The objectives of this section are to review the indication of a kick. Early warning signs will be covered as well as positive kick signs.

2.17 EARLY WARNING SIGNS

The alertness in determining early warning signs in well control is of the upmost importance to wellbore safety. Careful observance and positive reaction to these signs will keep the well under control and prevent the occurrence of a well flow situation. The various signs that have been recorded as early warning indicators are not consistent in all situations. The signs however may have to be used collectively as one indicator may not accurately provide the warning of getting into an unbalanced situation.
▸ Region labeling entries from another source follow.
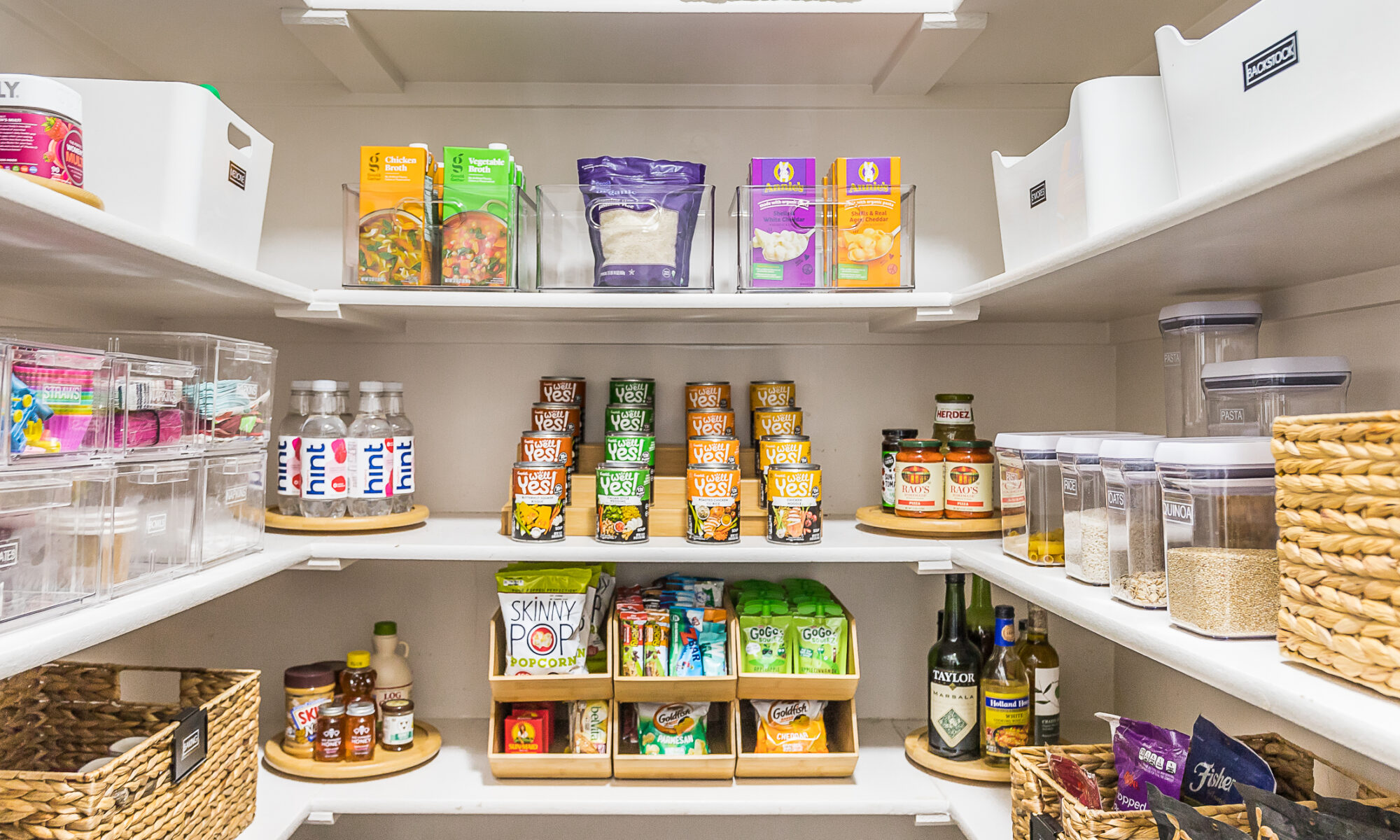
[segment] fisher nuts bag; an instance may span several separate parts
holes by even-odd
[[[703,183],[704,164],[580,158],[594,286],[687,286]]]
[[[637,752],[644,756],[704,756],[708,703],[638,703]]]
[[[1148,784],[1179,799],[1190,743],[1186,732],[1120,718],[1113,731],[1113,764],[1119,771],[1119,794],[1113,798],[1113,809],[1147,811]]]
[[[1249,834],[1233,826],[1204,816],[1190,805],[1162,795],[1156,785],[1147,785],[1152,819],[1156,820],[1158,840],[1249,840]]]
[[[1243,741],[1221,732],[1205,717],[1197,717],[1186,757],[1182,799],[1193,805],[1239,805],[1245,799],[1235,790],[1236,783],[1270,792],[1275,790],[1268,762]]]

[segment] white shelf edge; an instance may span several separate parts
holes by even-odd
[[[1000,539],[949,547],[962,570],[1338,746],[1400,769],[1400,728],[1375,725],[1400,715],[1396,700],[1288,662],[1271,638],[1205,638],[1173,627],[1166,610],[1130,606],[1114,601],[1107,587],[1067,578],[1063,568],[1007,557]]]

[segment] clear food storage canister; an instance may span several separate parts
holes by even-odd
[[[1218,638],[1273,638],[1278,526],[1268,438],[1156,448],[1172,623]]]
[[[1205,423],[1212,435],[1268,435],[1274,417],[1347,410],[1345,356],[1282,356],[1219,361],[1201,368]]]
[[[1163,307],[1162,367],[1166,372],[1166,435],[1205,434],[1201,367],[1259,356],[1264,312],[1253,301],[1203,301]]]
[[[1109,512],[1109,591],[1119,601],[1166,609],[1159,437],[1114,438],[1099,447]]]
[[[1099,448],[1138,433],[1067,434],[1056,444],[1064,505],[1064,573],[1095,587],[1109,585],[1109,512],[1103,501]]]

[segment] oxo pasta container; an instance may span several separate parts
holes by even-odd
[[[1156,31],[1183,196],[1247,181],[1400,116],[1400,4],[1263,0],[1200,41]]]

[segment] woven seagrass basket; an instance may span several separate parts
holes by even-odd
[[[1400,697],[1400,412],[1274,420],[1284,657]]]
[[[1387,794],[1366,781],[1347,773],[1341,767],[1319,759],[1306,749],[1291,743],[1280,735],[1242,735],[1250,749],[1257,752],[1274,770],[1278,795],[1312,805],[1317,795],[1315,784],[1319,776],[1336,785],[1338,780],[1355,783],[1354,798],[1379,808],[1400,808],[1400,797]],[[1011,829],[1014,840],[1029,840],[1030,818],[1049,813],[1064,826],[1065,840],[1156,840],[1156,822],[1151,811],[1091,811],[1079,804],[1064,787],[1050,776],[1050,752],[1068,756],[1099,783],[1103,802],[1113,804],[1117,792],[1119,774],[1113,763],[1113,745],[1089,743],[1071,746],[1021,746],[1011,750]],[[1333,792],[1329,787],[1326,792]],[[1197,808],[1205,816],[1249,830],[1249,818],[1243,805],[1215,805]]]
[[[179,673],[181,704],[120,700],[122,672]],[[172,784],[169,722],[209,713],[203,764]],[[76,773],[133,735],[146,742]],[[0,682],[0,837],[7,840],[231,840],[253,819],[258,672],[42,665]]]

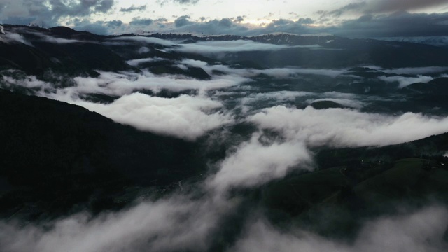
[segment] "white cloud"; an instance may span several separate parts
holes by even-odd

Even though the series of signs may change between wells, early warning indications can be found from the following list.

• Increase in drilling rate of penetration. • Increase torque and drag. • Decrease in shale density. • Mud property changes. • Increase in cutting size and shape. • Increase in trip, connection and/or background gas. • Increase in the temperature of the return drilling mud. • Decrease in D-exponent.

2.18 INCREASE IN DRILLING RATE OF PENETRATION - DRILLING BREAK

When drilling ahead and using consistent drilling parameters, as the bit wears, a normal trend of decrease penetration rate should occur. If the differential pressure between the hydrostatic pressure of the drilling fluid and formation pore pressure decreases, an increase in the drilling rate occurs as the chip hold down effect is reduced.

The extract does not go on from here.